According to the report, the Office of Public School Construction only audited 6% of 744 construction projects that had a high risk of misuse over roughly a one-year period, leaving $4 billion of costs unaudited, according to the audit report that was released in June but has received little media attention.
The OPSC has a model to determine the risk of a projects wasting money. High-risk projects require an on-site financial audit.
The audit found that during its review of 26 projects the office handed out $43.9 million without proper documentation or verification.
It also discovered that more than half of the project costs reported by schools had been rejected by the OPSC because of excessive billing, poor cost estimates or unrelated costs.
The Finance Department found that more than $15 million of outstanding debts went uncollected, while bond proceeds were still handed out to some schools with outstanding bills with the OPSC.
The audit report also raised concerns about the reliability of $5.9 billion in project savings claimed by the state administrator because of unenforced and unverified annual reporting by California school districts.
In response to the audit, Lisa Silverman, acting executive officer for the OPSC, said in a letter that her agency would work to fix the problems.
“The Department of General Services believes that the audit findings have merit and we are taking steps to address each of the recommendations,” said Gretchen Zeagler, a spokeswoman for the department, which oversee the OPSC.
Zeagler said the school construction office is currently working on a plan to correct the problems, which will be released next month.
The Finance Department said in the report that the OPSC attributed the lack of oversight to a lack of staff.
Silverman noted the State Allocation Board has approved more than $32 billion of funding for 11,000 projects, including $3 billion for 1,000 projects in 2010.
The report said challenges exist because both the OPSC and the State Allocation Board govern the program. It said a joint plan to tackle the problems should be created.
These are not the first concerns about misuse of bond money by school districts.
Earlier this year, Attorney General Harris warned school bond financiers not sell debt at a premium in order to raise cash up front to pay the cost of bond issuance and interim financing.
Harris said in a letter about a proposed bond issue by the Poway Unified School District that diverting bond premium and artificially inflating interest rates to generate a premium is illegal. She said the district would incur more debt than voters had authorized.

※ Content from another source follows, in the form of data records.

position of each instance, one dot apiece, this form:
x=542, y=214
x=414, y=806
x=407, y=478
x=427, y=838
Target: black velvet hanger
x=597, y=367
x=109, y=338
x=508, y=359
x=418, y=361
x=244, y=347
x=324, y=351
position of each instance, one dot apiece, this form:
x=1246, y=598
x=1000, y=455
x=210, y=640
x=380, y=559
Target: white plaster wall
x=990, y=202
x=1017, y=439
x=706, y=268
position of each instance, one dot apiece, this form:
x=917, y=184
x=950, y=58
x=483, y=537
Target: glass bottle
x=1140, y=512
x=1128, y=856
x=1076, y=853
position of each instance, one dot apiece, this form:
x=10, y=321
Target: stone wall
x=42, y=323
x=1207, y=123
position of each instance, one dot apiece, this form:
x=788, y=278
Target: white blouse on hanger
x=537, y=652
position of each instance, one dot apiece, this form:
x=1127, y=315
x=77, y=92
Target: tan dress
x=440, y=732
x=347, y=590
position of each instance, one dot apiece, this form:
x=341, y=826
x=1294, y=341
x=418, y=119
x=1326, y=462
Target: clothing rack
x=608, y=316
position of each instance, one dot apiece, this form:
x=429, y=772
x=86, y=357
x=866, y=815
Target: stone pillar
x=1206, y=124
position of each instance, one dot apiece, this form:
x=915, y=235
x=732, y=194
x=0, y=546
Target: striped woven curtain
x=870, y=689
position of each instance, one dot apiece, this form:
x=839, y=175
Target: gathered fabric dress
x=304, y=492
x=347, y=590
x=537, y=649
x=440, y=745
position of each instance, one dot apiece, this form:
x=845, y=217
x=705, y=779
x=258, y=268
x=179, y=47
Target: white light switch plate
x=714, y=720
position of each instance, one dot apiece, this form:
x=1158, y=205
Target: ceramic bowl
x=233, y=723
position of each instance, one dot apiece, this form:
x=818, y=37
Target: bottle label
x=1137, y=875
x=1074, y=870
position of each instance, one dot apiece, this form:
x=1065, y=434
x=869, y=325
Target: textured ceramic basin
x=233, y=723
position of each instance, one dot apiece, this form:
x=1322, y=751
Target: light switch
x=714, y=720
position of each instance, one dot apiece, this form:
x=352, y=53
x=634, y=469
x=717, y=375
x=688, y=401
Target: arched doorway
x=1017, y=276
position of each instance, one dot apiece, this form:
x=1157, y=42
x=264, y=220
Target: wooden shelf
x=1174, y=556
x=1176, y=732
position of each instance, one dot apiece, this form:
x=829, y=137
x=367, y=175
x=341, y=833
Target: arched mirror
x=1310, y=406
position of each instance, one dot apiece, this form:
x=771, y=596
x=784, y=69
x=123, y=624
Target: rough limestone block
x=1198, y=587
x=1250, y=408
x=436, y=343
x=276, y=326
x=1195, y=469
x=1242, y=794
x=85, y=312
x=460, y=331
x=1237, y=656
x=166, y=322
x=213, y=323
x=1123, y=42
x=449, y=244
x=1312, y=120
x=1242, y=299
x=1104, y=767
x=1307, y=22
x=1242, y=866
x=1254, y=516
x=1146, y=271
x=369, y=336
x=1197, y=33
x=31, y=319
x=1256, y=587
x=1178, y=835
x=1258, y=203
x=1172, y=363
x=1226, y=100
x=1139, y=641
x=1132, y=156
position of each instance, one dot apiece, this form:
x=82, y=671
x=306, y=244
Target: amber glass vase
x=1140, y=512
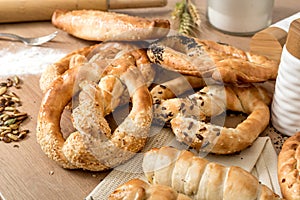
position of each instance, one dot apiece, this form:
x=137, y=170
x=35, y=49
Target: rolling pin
x=32, y=10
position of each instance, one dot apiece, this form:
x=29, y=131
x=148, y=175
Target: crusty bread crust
x=99, y=25
x=203, y=58
x=90, y=149
x=289, y=168
x=187, y=116
x=200, y=179
x=137, y=189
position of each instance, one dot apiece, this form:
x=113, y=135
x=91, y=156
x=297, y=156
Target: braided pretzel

According to the letter, California law is clear that any premium, “even if legitimate,” must be deposited into a special fund and applied to pay debt service.

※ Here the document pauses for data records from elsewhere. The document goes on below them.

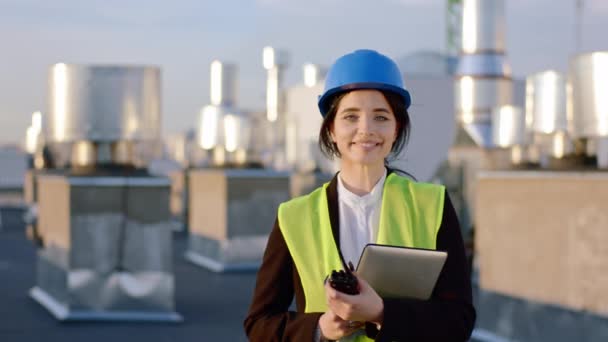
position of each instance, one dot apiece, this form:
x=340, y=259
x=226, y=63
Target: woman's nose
x=365, y=125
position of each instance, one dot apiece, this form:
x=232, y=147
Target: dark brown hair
x=395, y=101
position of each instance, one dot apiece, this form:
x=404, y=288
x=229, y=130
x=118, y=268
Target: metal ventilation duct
x=483, y=76
x=546, y=102
x=103, y=103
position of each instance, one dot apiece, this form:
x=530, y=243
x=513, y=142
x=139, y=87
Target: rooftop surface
x=213, y=305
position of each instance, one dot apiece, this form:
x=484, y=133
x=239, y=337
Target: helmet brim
x=326, y=99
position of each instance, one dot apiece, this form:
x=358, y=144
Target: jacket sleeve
x=269, y=318
x=449, y=315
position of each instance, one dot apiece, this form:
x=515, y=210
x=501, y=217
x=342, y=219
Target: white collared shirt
x=359, y=219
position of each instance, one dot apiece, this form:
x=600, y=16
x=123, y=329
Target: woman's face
x=364, y=128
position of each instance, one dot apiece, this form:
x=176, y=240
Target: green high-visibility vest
x=410, y=216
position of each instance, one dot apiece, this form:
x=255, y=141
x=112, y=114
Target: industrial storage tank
x=99, y=113
x=483, y=77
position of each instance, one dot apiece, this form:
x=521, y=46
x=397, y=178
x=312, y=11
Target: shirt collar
x=371, y=198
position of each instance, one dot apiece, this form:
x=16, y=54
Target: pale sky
x=184, y=36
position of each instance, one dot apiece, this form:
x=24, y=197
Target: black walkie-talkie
x=344, y=281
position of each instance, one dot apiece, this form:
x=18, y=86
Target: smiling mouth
x=367, y=144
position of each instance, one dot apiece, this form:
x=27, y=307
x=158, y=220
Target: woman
x=365, y=120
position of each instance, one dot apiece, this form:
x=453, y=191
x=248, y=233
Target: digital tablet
x=401, y=272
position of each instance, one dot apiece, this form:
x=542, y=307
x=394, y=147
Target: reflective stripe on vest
x=410, y=216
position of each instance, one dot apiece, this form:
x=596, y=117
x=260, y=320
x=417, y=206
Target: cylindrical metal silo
x=589, y=81
x=588, y=101
x=103, y=103
x=509, y=127
x=483, y=77
x=223, y=84
x=103, y=114
x=546, y=102
x=546, y=113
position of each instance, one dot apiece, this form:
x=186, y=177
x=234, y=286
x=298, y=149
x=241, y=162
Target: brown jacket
x=448, y=316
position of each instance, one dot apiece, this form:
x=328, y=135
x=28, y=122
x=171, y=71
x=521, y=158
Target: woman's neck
x=360, y=179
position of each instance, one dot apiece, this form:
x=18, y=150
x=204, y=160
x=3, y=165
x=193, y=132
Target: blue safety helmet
x=362, y=69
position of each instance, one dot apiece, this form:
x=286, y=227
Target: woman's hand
x=334, y=328
x=367, y=306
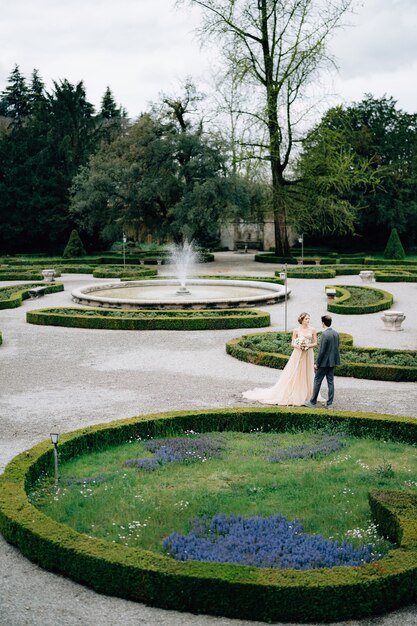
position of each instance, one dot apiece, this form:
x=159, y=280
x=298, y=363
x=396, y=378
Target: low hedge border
x=400, y=277
x=20, y=274
x=149, y=320
x=368, y=371
x=22, y=293
x=123, y=273
x=235, y=591
x=341, y=304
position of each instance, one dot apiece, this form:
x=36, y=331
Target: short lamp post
x=124, y=251
x=283, y=276
x=55, y=439
x=301, y=240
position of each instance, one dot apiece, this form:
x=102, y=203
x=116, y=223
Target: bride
x=295, y=384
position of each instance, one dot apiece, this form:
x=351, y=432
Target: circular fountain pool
x=164, y=294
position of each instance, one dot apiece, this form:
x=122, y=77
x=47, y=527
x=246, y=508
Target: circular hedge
x=235, y=591
x=346, y=304
x=361, y=368
x=143, y=319
x=13, y=295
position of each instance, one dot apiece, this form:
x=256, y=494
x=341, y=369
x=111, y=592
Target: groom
x=327, y=358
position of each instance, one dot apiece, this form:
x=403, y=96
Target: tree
x=276, y=47
x=394, y=248
x=163, y=176
x=74, y=247
x=15, y=100
x=376, y=132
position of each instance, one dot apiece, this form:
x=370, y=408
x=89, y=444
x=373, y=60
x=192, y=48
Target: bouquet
x=302, y=342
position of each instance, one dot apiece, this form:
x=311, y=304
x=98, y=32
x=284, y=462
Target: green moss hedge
x=20, y=274
x=234, y=591
x=344, y=304
x=149, y=319
x=124, y=274
x=13, y=295
x=366, y=369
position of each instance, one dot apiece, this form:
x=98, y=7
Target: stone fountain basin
x=162, y=294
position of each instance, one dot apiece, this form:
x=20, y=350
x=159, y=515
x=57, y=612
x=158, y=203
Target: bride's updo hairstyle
x=301, y=317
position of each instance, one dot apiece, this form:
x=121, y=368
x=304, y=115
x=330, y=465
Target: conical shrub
x=394, y=248
x=74, y=246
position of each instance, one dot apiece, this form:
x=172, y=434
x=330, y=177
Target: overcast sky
x=142, y=47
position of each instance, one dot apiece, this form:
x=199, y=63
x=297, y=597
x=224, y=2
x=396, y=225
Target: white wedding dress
x=295, y=385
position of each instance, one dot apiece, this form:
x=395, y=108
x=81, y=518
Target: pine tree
x=15, y=100
x=394, y=248
x=74, y=247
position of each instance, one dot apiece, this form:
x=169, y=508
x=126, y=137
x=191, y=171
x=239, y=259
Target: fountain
x=181, y=292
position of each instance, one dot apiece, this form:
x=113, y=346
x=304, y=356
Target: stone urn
x=393, y=320
x=331, y=294
x=48, y=276
x=367, y=276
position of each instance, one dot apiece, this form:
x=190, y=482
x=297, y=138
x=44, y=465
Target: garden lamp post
x=124, y=251
x=283, y=276
x=55, y=439
x=301, y=240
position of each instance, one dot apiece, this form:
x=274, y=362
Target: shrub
x=354, y=300
x=273, y=350
x=236, y=591
x=74, y=247
x=12, y=296
x=394, y=248
x=143, y=319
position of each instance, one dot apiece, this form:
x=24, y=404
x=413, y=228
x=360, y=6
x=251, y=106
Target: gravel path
x=57, y=379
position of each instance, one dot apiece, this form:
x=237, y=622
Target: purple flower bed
x=322, y=447
x=263, y=542
x=178, y=450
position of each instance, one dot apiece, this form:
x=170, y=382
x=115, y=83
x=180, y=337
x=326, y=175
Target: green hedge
x=20, y=274
x=149, y=320
x=309, y=272
x=366, y=370
x=343, y=305
x=397, y=277
x=119, y=271
x=234, y=591
x=267, y=257
x=15, y=294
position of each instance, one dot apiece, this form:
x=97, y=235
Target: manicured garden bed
x=13, y=295
x=273, y=350
x=238, y=591
x=143, y=319
x=354, y=300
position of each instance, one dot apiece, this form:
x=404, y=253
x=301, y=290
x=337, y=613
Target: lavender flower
x=178, y=450
x=262, y=542
x=322, y=447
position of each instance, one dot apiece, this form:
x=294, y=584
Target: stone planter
x=393, y=320
x=367, y=276
x=331, y=294
x=48, y=276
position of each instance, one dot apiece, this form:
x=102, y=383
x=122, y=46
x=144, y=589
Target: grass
x=101, y=497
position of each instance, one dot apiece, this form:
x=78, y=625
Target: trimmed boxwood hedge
x=343, y=295
x=369, y=371
x=142, y=319
x=18, y=293
x=235, y=591
x=269, y=257
x=119, y=271
x=20, y=274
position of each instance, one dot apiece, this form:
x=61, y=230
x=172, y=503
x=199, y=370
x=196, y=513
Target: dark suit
x=327, y=359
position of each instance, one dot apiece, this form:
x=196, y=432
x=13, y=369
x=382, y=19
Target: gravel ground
x=57, y=379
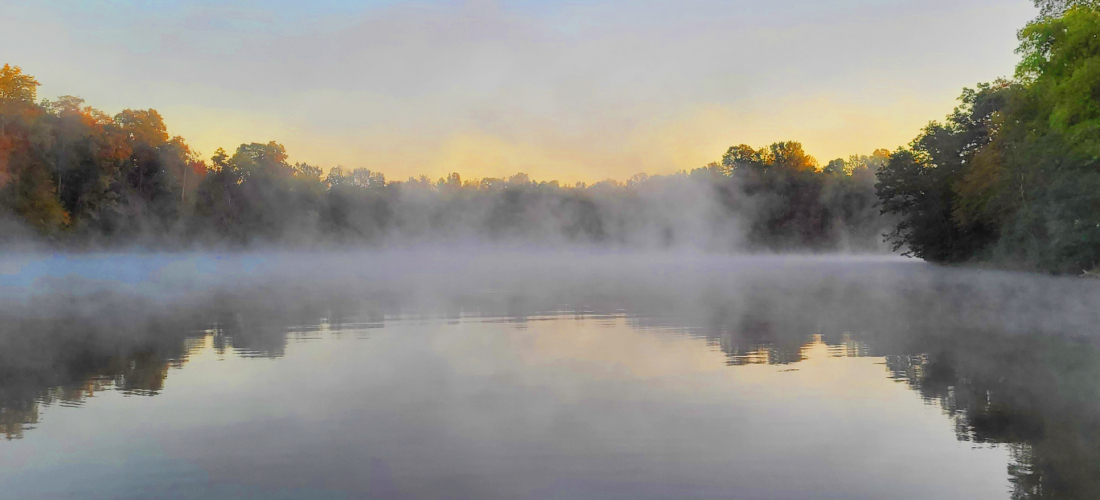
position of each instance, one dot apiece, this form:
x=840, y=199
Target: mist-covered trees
x=1013, y=175
x=75, y=176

Bond industry professionals have said the practice had been routine for years, even decades.
This was not the first time a California attorney general has taken an interest in school bond premiums.
In January 2009, Attorney General Jerry Brown, now governor, issued an opinion finding the practice of “cash-out refundings” violated the state’s constitution.
The practice involved school districts selling refunding bonds at a premium above par to generate additional proceeds for school bond projects, rather than refunding for debt-service savings passed on to the property taxpayers who pay the debt service on the bonds.
In May, Los Angeles County Treasurer and tax collector Mark Saladino warned bond attorneys, underwriters and advisers to stop school bond practices that he said hurt taxpayers.
He said his office had witnessed schools using bond proceeds to pay for cash-flow needs and using “exotic” debt structures declared illegal by the attorney general.
The treasurer said the new deals began to appear as falling property values cut into school district tax revenues.
Saladino said the use of school construction bonds for things other than debt service and the use of capital appreciation bonds with 40-year maturities raised red flags.
He also questioned the use of joint-powers authorities to issue bonds beyond limits approved by voters. Voters must approve local GO bonds in California in elections that authorize special property taxes to back the debt.